Counter-intuitive but documented by operations teams that have tested it: hiding chat or callback options during declared peak windows can improve total throughput and customer satisfaction. When agents temporarily become voice-only specialists, handle time drops, queue math simplifies, and the overall contact experience improves. It runs against every instinct about customer choice, but the staffing mathematics of a simplified single-channel queue during a 90-minute peak window are genuinely cleaner than blended queue math under pressure. This connects to a broader question about channel blending strategy; the multi-channel peak scheduling playbook covers the tactical tradeoffs in more depth.

The phantom staff gap deserves specific attention. In most WFM systems, agents who are scheduled but unavailable (unplanned coaching session, system outage, informal break) remain counted as available capacity in the staffing model until real-time adherence flags the deviation.
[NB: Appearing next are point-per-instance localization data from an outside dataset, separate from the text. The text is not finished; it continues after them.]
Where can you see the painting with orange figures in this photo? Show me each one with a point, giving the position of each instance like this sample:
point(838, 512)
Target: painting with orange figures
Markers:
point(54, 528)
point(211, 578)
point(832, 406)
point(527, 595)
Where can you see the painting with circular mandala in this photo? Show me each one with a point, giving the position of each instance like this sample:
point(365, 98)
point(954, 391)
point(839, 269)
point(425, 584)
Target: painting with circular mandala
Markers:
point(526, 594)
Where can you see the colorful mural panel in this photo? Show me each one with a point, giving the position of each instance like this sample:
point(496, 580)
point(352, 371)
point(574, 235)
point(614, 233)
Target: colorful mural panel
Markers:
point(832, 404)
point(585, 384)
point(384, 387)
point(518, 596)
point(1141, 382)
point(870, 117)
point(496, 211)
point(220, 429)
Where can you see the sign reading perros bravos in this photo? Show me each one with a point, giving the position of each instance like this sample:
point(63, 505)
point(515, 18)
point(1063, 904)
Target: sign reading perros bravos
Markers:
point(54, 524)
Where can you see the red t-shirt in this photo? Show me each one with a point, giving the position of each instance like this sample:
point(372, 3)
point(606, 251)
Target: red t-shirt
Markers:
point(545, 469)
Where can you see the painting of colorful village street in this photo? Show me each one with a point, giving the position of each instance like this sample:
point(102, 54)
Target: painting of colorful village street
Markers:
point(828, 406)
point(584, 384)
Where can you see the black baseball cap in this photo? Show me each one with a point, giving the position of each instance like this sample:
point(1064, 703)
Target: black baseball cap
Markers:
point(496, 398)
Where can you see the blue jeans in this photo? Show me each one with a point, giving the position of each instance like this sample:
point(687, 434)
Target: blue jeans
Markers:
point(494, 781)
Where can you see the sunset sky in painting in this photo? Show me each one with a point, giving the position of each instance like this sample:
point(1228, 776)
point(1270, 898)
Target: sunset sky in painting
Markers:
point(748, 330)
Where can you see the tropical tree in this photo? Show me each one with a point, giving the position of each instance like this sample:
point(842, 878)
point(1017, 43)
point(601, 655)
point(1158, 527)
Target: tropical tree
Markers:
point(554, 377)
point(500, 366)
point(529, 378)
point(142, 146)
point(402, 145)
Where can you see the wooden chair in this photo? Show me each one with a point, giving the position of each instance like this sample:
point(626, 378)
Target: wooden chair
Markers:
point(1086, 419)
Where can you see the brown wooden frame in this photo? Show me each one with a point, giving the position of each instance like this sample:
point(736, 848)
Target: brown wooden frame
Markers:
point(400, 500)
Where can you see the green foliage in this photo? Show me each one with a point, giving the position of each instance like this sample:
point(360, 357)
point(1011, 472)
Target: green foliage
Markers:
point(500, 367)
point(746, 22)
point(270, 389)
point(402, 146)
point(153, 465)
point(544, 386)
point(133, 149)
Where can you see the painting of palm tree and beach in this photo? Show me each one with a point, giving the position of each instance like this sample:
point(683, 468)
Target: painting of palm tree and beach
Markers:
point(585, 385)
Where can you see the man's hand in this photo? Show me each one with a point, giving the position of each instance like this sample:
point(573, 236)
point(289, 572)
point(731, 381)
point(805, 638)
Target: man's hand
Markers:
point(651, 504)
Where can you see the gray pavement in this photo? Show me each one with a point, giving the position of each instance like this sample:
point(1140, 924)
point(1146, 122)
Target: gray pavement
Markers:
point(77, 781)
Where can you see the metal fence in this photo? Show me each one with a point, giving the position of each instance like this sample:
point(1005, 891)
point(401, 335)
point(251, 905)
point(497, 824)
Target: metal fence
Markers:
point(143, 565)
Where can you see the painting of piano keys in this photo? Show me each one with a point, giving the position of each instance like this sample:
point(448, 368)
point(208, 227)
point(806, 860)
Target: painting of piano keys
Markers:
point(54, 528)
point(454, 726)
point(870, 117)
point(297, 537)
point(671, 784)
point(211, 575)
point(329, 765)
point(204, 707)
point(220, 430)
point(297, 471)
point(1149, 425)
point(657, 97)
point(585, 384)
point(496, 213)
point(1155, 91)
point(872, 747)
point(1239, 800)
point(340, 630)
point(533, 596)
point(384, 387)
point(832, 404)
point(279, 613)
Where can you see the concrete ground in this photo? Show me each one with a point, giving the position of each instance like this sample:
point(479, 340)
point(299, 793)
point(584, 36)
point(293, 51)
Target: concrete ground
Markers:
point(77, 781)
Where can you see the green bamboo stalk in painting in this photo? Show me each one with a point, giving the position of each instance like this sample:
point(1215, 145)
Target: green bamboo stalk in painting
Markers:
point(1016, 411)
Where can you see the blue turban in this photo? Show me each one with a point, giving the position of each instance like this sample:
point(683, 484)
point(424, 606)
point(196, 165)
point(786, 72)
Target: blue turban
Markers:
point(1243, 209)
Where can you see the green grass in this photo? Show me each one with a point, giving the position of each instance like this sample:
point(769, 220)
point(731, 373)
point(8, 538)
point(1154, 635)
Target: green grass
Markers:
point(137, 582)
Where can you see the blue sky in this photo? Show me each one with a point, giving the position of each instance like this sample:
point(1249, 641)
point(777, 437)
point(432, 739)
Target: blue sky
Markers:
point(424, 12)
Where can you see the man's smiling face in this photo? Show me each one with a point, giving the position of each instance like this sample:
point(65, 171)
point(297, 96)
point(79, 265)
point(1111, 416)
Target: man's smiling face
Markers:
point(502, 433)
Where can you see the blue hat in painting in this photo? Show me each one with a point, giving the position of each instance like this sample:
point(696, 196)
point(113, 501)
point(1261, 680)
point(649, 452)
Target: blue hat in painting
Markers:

RTA typically catches this 5-10 minutes after the fact. During a high-volume peak, that's a meaningful window where your model shows sufficient coverage but your actual answered rate has already dropped.

Running intraday reforecasts at 15-minute intervals rather than 30-minute or hourly intervals catches emergent understaffing 40-60 minutes earlier. The mechanism is simple: more frequent reforecasts incorporate actual arrival data sooner, so the remaining-day staffing gap report updates before the understaffing has compounded. Most WFM platforms support this configuration but don't default to it because of the additional compute load. Tools designed for intraday planning, including Soon's intraday scheduling module, support this kind of interval-level reforecast cadence alongside dynamic coverage requirements by activity type, which removes the need to maintain a separate manual overlay just for 15-minute reforecasting.

---

The underlying issue with Erlang C in chat environments isn't that the formula is bad. It solved the problem it was designed to solve in 1917 and remained useful for single-channel voice queues for decades afterward. The problem is applying it unchanged to an environment its assumptions explicitly don't describe, then wondering why the outputs are consistently off.

The fixes exist. Interval-weighted concurrency modeling, channel-specific shrinkage, and 15-minute intraday reforecasting don't require new platforms or simulation software. They require being willing to look at what the formula actually assumes, checking which assumptions are false in your specific environment, and correcting for exactly that.